Swift Transportation a Phoenix-based truckload carrier.

Solutia exit financing to fund

In more loan news, Solutia and its banks came to an agreement on its exit financing facility that calls for funding the deal on Thursday, according to a news release.

The credit facility will fund as a $450 million asset-based revolver (Ba1) and a $1.2 billion term loan (B1/B+) priced at Libor plus 500 basis points, with a 3.5% Libor floor for four years.

Originally, the credit facility was committed as a $400 million asset-based revolver and a $1.2 billion term loan. However, while attempting to syndicate the deal, the banks proposed upsizing the revolver by $50 million. They also proposed that term loan pricing be Libor plus 350 bps, with a three-year Libor floor of 3.25% - added during the syndication attempt - and an original issue discount of 91, increased from the 96 area while trying to syndicate.

Citigroup, Goldman Sachs and Deutsche Bank are the lead banks on the credit facility. These banks have also committed to provide the company with a $400 million senior unsecured bridge facility.

Proceeds from the facility, along with bridge loan, will be used to pay creditors under the company's plan of reorganization and to fund ongoing operations after its emergence from Chapter 11.

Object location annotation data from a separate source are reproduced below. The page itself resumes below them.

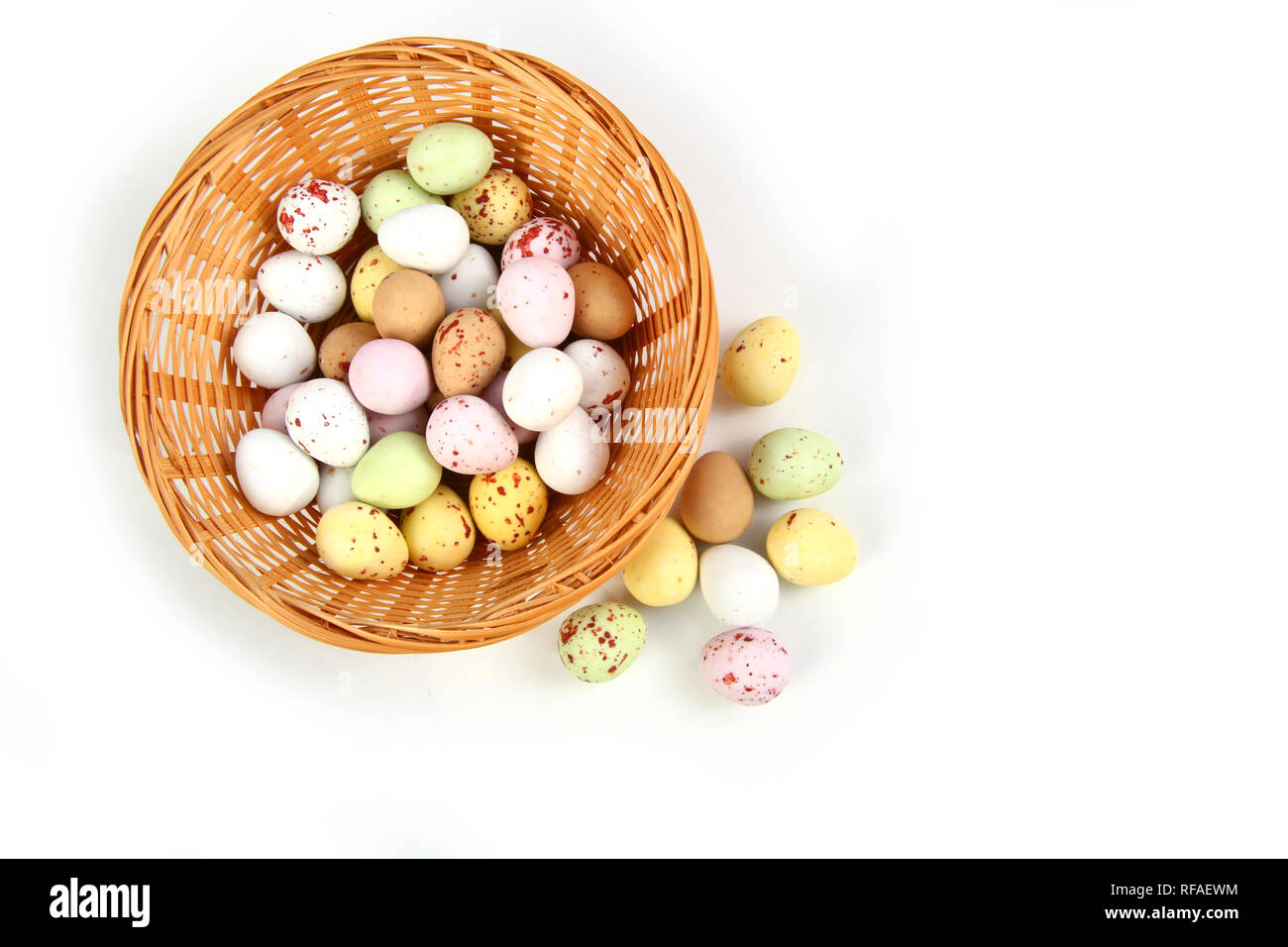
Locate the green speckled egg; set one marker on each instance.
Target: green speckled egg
(387, 193)
(597, 643)
(794, 464)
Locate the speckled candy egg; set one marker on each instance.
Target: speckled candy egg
(493, 208)
(794, 464)
(274, 475)
(318, 217)
(373, 266)
(449, 157)
(810, 548)
(541, 389)
(342, 344)
(359, 541)
(542, 236)
(746, 665)
(439, 531)
(739, 586)
(387, 193)
(326, 421)
(472, 282)
(597, 643)
(271, 350)
(509, 505)
(469, 436)
(761, 361)
(574, 455)
(535, 296)
(432, 237)
(309, 287)
(389, 376)
(469, 348)
(604, 376)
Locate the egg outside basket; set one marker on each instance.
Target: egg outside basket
(348, 118)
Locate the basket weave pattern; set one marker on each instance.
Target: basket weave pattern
(348, 118)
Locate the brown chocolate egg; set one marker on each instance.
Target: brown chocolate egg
(408, 305)
(604, 307)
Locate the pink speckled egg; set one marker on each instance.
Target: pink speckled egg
(542, 236)
(746, 665)
(535, 295)
(318, 217)
(389, 376)
(469, 436)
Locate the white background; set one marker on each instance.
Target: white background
(1039, 254)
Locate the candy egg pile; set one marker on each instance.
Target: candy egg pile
(452, 365)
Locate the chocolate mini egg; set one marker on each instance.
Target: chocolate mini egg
(604, 376)
(469, 436)
(541, 389)
(318, 217)
(574, 455)
(472, 282)
(432, 237)
(494, 206)
(716, 501)
(604, 308)
(599, 642)
(342, 344)
(325, 420)
(746, 665)
(271, 350)
(439, 531)
(542, 236)
(535, 296)
(274, 475)
(408, 305)
(509, 505)
(810, 548)
(373, 266)
(309, 287)
(387, 193)
(389, 376)
(761, 361)
(794, 464)
(469, 348)
(449, 157)
(359, 541)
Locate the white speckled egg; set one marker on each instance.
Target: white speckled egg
(574, 455)
(274, 475)
(739, 586)
(271, 350)
(301, 285)
(430, 237)
(327, 421)
(542, 236)
(535, 295)
(318, 217)
(541, 389)
(472, 282)
(469, 436)
(604, 376)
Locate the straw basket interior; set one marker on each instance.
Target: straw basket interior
(348, 118)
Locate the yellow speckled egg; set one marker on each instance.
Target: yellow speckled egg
(494, 208)
(761, 361)
(810, 548)
(509, 504)
(665, 570)
(373, 266)
(439, 531)
(359, 541)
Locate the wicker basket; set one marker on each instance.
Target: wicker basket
(348, 118)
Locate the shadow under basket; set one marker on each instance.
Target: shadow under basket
(347, 118)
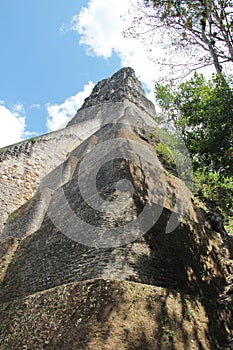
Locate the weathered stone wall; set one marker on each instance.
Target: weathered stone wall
(24, 164)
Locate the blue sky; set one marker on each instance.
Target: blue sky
(54, 51)
(41, 63)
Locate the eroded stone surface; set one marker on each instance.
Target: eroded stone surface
(103, 210)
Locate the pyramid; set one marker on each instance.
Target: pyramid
(95, 225)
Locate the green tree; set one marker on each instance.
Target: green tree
(202, 27)
(202, 111)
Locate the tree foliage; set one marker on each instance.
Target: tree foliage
(203, 25)
(202, 110)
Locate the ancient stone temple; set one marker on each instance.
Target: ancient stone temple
(102, 244)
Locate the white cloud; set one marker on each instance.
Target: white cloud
(12, 125)
(100, 26)
(58, 115)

Solutia and the banks have been arguing over the exit financing for weeks now as the banks claimed that an adverse change occurred in the loan syndication, financial or capital markets since Oct. 25 that, in their reasonable judgment, materially impaired syndication of the facility.

The company was saying that the ongoing conditions in the credit markets began long before Oct. 25 and, therefore, the banks are required to fund their commitments.

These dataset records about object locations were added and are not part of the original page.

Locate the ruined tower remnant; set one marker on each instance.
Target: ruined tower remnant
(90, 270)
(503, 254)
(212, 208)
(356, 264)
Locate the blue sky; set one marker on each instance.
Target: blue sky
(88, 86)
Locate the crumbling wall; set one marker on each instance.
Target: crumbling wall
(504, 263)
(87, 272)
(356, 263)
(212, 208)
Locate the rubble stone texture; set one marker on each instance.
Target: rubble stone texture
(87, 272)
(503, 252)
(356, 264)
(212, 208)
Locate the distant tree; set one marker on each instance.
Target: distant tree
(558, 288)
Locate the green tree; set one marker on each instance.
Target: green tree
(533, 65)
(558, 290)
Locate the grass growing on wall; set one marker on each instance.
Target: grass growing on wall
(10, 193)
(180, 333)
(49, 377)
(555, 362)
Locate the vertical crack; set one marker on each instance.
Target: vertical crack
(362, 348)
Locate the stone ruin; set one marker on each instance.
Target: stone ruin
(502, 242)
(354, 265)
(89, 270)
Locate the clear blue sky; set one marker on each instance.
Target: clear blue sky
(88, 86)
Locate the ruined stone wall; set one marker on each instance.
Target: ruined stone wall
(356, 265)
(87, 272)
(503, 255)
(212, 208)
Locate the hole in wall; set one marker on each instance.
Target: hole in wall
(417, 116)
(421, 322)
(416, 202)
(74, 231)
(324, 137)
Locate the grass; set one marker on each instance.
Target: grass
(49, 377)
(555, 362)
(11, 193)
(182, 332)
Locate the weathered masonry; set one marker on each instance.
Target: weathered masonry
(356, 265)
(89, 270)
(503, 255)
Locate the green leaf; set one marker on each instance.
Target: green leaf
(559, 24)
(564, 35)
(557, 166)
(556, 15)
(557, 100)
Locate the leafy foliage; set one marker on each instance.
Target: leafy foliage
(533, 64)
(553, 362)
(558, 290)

As part of the resolution, the banks agreed to waive the market material adverse change provision and Solutia agreed to dismiss the lawsuit, with prejudice, that it filed on Feb. 6 against the banks.

"We are extremely pleased to have reached an agreement on the exit financing package that will result in Solutia's emergence from Chapter 11,"' said Jeffry N. Quinn, chairman, president and chief executive officer, in the release. "Importantly, this agreement enables Solutia to emerge with the plan of reorganization intact, providing significant recoveries for our stakeholders and providing a firm foundation for Solutia's future success."

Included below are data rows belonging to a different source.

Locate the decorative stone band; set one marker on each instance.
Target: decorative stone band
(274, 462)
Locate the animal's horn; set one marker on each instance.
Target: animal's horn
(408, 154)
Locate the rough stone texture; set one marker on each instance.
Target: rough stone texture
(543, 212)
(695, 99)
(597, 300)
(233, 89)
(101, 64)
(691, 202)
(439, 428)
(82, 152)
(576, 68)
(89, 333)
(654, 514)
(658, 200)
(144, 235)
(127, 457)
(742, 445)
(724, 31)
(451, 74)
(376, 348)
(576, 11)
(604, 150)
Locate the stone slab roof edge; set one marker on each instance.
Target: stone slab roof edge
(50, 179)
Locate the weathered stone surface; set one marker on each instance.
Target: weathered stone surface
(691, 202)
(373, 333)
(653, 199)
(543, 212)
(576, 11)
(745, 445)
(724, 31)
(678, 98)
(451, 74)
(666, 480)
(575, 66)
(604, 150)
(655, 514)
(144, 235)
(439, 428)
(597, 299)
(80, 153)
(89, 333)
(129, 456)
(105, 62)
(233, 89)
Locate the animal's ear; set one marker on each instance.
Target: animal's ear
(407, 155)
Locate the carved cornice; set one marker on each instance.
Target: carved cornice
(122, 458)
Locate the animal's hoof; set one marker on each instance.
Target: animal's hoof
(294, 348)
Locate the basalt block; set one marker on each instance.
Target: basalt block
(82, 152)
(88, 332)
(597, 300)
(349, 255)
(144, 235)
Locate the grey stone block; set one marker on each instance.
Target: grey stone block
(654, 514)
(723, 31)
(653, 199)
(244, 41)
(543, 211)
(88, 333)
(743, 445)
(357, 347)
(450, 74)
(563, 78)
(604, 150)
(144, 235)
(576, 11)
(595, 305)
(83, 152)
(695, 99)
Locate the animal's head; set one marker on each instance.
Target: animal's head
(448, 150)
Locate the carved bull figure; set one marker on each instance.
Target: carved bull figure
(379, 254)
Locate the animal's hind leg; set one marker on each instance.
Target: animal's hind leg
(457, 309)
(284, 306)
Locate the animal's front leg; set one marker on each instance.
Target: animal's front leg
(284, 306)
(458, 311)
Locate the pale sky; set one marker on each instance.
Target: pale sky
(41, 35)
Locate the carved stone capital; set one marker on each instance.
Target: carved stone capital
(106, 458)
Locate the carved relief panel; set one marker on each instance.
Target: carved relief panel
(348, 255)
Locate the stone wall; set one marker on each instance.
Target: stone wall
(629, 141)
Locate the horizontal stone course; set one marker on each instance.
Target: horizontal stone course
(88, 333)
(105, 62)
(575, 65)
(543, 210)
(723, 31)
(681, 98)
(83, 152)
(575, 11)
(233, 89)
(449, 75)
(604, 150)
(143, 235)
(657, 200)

Solutia is a St. Louis-based manufacturer and provider of performance films, specialty chemicals and an integrated family of nylon products.

Axcan closes

TPG Capital completed its acquisition of Axcan Pharma Inc. for $23.35 per common share, according to a news release.

To help fund the transaction, Axcan got a new $290 million six-year credit facility (Ba2/BB-), consisting of a $175 million term loan A and a $115 million revolver, with both tranches priced at Libor plus 350 bps.

The term loan A was issued at an original issue discount of 96 and carries soft call protection of 102 in year one and 101 in year two.

During syndication, the revolver was downsized from $125 million and the term loan A was upsized from $165 million.

The term loan A was actually added to the credit facility structure earlier on in syndication when the company decided to remove a $385 million seven-year term loan B that was being talked at Libor plus 350 bps, with an original issue discount in the range of 96 to 97 and call protection of 102 in year one and 101 in year two.

To make up for the lost term loan funds, the company increased the size of its bond offering to a $460 million two-tranche deal from a $240 million single-tranche senior unsecured deal.

However, Axcan only ended up pricing $228 million of senior secured notes. It withdrew from market a proposed $235 million tranche of eight-year senior unsecured notes that is going to be provided for through a bridge loan.

Bank of America, HSBC Bank and RBC acted as the lead banks on the deal.

Axcan is a Mont-Saint-Hilaire, Quebec-based pharmaceutical company focused on the treatment of gastrointestinal disorders.